Pan’s Labyrinth

Pan’s Labyrinth, by Guillermo del Toro, is one of the most compelling fairy tales ever put to film. Drawing from an older tradition of stories that spoke of brutal truths and harsh realities, as well as del Toro’s own fascination with monsters, this magnificent story tells of Ofelia, a young girl trying to survive the latter days of the Spanish Civil War by diving deep into a fairy realm of her own imagining.

As the story begins, Ofelia and her sickly, pregnant mother Carmen drive into the mountains to meet with Carmen’s new husband—and Ofelia’s new stepfather—Captain Vidal. Vidal is a fascist military officer stationed out in the boondocks to hunt down and destroy a cell of rebel republicans. He is all military and no humanity, perfectly willing to torture and kill whomever he feels he must to accomplish his mission. So what if a few innocent people fill the grave along the way? They should apologize to him for wasting his time.

We never quite know why Carmen has agreed to marry Vidal, but we do know she is carrying his son. Ofelia is openly apprehensive about living with a career sadist in bandit country, and Carmen seems worried that Ofelia’s rebelliousness might somehow upset what feels like the family’s last hope for some kind of stability. Ofelia’s father is nowhere to be found, killed, perhaps, in the civil war. And Vidal, while cruel and wicked, is a man whose star is on the rise. But he grates at Ofelia’s presence—a reminder of his wife’s former husband—and shuts her out, with a vague promise of harsh punishment if she ever troubles him. Ofelia’s frightened loneliness is profound, and almost immediately after arriving at the old manor house that doubles as Vidal’s command post, Ofelia is visited at night by a winged fairy that bids her to journey deep into the surrounding forest to seek the secrets hiding there.

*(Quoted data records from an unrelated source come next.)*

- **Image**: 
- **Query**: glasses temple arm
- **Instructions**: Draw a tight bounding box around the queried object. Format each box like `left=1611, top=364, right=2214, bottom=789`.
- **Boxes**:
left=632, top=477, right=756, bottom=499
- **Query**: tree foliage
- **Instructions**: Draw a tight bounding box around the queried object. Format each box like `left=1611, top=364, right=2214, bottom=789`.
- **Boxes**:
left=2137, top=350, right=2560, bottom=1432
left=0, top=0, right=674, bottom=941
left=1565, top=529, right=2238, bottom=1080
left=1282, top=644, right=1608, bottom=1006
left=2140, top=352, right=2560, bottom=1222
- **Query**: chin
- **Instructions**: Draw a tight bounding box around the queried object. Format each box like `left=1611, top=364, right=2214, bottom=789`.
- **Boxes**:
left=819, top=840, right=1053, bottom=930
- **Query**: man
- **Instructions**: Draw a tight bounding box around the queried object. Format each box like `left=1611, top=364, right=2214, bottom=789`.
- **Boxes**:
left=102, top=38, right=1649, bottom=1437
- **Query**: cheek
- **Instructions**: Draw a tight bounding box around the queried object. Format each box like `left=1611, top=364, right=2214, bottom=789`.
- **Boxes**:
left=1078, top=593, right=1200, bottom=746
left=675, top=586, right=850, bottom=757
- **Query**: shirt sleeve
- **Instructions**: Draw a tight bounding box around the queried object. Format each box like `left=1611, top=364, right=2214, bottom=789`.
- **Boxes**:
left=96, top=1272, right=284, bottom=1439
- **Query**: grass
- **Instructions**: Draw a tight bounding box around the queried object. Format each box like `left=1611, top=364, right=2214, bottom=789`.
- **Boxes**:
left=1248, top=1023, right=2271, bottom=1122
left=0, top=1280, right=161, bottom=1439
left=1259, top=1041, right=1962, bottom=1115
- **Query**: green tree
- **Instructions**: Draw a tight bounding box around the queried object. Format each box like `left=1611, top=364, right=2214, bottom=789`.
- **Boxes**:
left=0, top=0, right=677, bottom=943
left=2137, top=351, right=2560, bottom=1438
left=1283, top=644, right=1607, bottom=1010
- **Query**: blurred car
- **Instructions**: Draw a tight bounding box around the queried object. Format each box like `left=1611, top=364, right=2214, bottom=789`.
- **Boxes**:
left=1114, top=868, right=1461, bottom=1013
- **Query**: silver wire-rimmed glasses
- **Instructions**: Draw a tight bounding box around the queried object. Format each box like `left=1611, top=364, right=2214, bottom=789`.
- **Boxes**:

For much of the movie, we don’t really know if Ofelia is really stumbling into a fairy realm, or if this is all just her young mind’s way of coping with the terror and upheaval around her. The Spanish civil war was a brutal conflict, and one can only imagine the impact it had on children old enough to realize what was happening. The spooky forest surrounding the house is the realm of the rebels, but it is also where Ofelia finds an ancient labyrinth and a faun that speaks on behalf of the fairy kingdom. He tells her she is actually a reincarnated fairy princess named Moanna, and if she accomplishes a series of tasks for him, she can regain her immortality, and rejoin the fairy court. The faun’s missions are dangerous, but Ofelia accepts them without fully understanding what they will ask of her.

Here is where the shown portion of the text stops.